Dr. habil. Cornelius Friesendorf and Dr. Wolfgang Zellner
Three years ago, Russian troops advanced towards Kyiv. Since then, the Ukrainian population has been living in a state of terror: Russia has bombed hospitals, established a regime of torture in the occupied territories, and has grown increasingly fascist. Trump’s proposed deal with Putin has dramatically reshaped the situation – including for Germany. A new federal government must significantly increase military aid to Ukraine and publicly justify this decision, as populists will argue that such a deal renders military assistance unnecessary.
Moscow triumphant
Trump’s initiative is a dream come true for the Kremlin. Moscow negotiates directly with the United States, while Ukrainians are relegated to a subordinate role – reminiscent of the 1938 Munich Agreement, in which France, Britain, Italy, and Nazi Germany decided that Czechoslovakia must cede the Sudetenland to Germany. Czechoslovakia was not even invited to the conference.
Ukraine is to be barred from NATO membership. Conceding this before negotiations even began was a fundamental misstep, especially for someone who prides himself on his deal-making abilities. Above all, Moscow can celebrate the fact that the United States is disengaging from Europe – one of its core strategic objectives since the Soviet era.
Neither just nor stable
Rather than a just peace, this will likely be a dictated settlement. Nor will the proposed deal lead to lasting stability. Research into the motivations behind Russian security policy suggests that a genuine balance of interests – one that curtails Russia’s territorial revisionism – is impossible under the current Kremlin leadership.
One key driving force among Russian elites is the aspiration that Russia be recognised as a great power. Trump is now acceding to this imperialist desire, gambling with Ukraine’s sovereignty and reverting to a 19th-century order in which only great powers matter. Another key motivation is regime stability: Putin’s kleptocracy cannot tolerate a functional, democratic Ukraine, as its success could imperil Russia’s own regime. A third factor is Russia’s extensive threat perception, which not even substantial US concessions – such as neutralising Ukraine – are likely to alleviate. The desire for strategic depth extends beyond Ukraine, as demonstrated by Russia’s 2021 demands on the United States and NATO.
Beyond these drivers of Russian revisionism, there is also empirical evidence that Russia is not a reliable partner. Following a ceasefire or peace treaty, the Kremlin could well instruct its commanders to test an international peacekeeping force through attacks. Should NATO troops be involved in such an operation, this could lead to direct military engagements between Russian and NATO forces.
The deal and Germany
What does the toxic convergence of worldviews between the Kremlin and the White House mean for Germany’s new government? Above all, it necessitates far greater German military assistance to Ukraine. The goal must be to strengthen Ukraine to the extent that it can either conventionally deter or withstand further Russian attacks. Conventional military support from European states is the least bad of all available security guarantees – given that NATO membership is off the table, US military aid may cease, and Putin is likely to violate any peace treaty once Russia’s armed forces have regrouped.
Germany’s support for Ukraine should form part of a broader strategy against Russia, developed in concert with European partners – particularly the United Kingdom, France, Poland, the Baltic states, and the Nordic countries – within NATO. Attempts to coordinate this approach at the EU level are unlikely to succeed, given divergent interests of EU member states and the role of Hungary as an enabler of Russia.

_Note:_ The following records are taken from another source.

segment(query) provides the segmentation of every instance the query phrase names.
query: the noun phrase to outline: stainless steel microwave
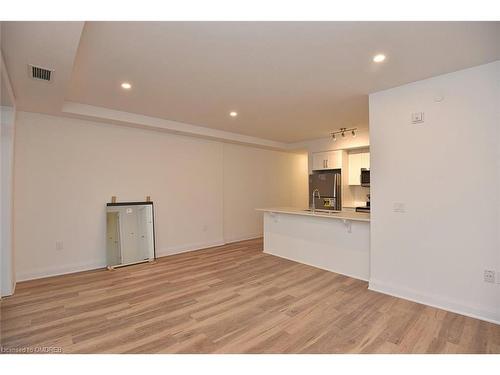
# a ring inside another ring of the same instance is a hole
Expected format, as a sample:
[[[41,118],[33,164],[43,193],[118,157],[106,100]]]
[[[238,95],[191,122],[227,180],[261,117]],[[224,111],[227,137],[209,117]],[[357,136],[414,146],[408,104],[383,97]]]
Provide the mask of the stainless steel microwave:
[[[370,186],[370,170],[361,168],[361,186]]]

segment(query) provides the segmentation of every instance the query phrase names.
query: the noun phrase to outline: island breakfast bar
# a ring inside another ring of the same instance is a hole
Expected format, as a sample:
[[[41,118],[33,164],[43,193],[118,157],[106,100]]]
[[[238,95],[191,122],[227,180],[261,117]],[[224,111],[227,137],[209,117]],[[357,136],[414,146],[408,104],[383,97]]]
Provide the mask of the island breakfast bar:
[[[280,207],[264,212],[264,252],[368,280],[370,214]]]

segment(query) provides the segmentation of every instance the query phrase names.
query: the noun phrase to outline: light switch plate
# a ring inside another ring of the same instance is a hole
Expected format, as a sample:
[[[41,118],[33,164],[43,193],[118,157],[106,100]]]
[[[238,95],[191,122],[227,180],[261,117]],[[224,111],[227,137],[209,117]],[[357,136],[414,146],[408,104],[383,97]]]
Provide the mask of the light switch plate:
[[[484,270],[484,281],[487,283],[495,283],[495,271]]]
[[[413,112],[411,114],[411,123],[420,124],[424,122],[424,112]]]

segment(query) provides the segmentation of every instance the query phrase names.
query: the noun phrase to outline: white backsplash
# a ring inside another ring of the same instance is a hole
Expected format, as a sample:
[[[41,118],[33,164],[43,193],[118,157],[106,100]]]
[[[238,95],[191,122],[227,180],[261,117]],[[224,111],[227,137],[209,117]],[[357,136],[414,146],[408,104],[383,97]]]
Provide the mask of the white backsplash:
[[[349,186],[348,189],[351,192],[352,201],[343,202],[344,207],[358,207],[364,206],[366,204],[366,195],[370,194],[370,188],[364,186]]]

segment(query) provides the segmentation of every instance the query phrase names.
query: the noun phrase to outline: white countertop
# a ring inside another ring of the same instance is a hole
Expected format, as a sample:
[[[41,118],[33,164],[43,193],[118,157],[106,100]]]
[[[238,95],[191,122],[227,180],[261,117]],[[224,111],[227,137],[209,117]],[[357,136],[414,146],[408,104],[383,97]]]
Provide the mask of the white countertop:
[[[257,208],[257,211],[275,212],[275,213],[290,214],[290,215],[324,217],[328,219],[355,220],[355,221],[366,221],[366,222],[370,221],[370,214],[365,212],[352,212],[352,211],[311,212],[311,211],[306,211],[305,208],[300,209],[294,207]]]

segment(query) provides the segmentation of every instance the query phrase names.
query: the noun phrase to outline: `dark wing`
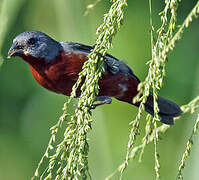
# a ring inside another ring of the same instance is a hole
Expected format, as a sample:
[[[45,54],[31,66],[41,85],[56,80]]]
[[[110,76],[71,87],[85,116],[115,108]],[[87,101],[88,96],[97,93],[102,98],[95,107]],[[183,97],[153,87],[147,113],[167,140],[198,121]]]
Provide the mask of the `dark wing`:
[[[66,53],[74,51],[77,53],[84,52],[89,54],[94,49],[94,47],[74,42],[61,42],[61,45]],[[124,73],[127,76],[133,76],[138,82],[140,82],[140,80],[134,75],[132,69],[129,66],[127,66],[123,61],[120,61],[117,58],[111,56],[110,54],[106,54],[104,57],[104,65],[105,69],[112,74]]]
[[[64,48],[64,51],[67,52],[84,52],[86,54],[89,54],[91,52],[91,50],[93,49],[93,47],[91,46],[87,46],[84,44],[80,44],[80,43],[74,43],[74,42],[60,42],[62,47]]]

Rearmament will be extremely costly, as what is ultimately at stake is not only Ukraine but also conventionally deterring a Russian attack on NATO territory. Defence budgets will need to be in the three-digit billion range, requiring special funds or the suspension of Germany’s debt brake.
Populist parties will exploit this for propaganda purposes. That said, Trump’s deal does not mean that all is now well; on the contrary, it highlights the pressing need for Germany to bolster Ukraine and European NATO members militarily. To prevent the AfD and the BSW from dominating the debate, the new government must explain why, in an existential crisis, it is justified in imposing financial burdens that will extend to future generations. When dealing with a revisionist nuclear power, there are no comfortable solutions.
Dr. habil. Cornelius Friesendorf is Senior Researcher and Head of the Centre for OSCE Research (CORE) at IFSH.
Dr. Wolfgang Zellner is Senior Research Fellow and former Deputy Scientific Director and Head of the Centre for OSCE Research (CORE) at IFSH.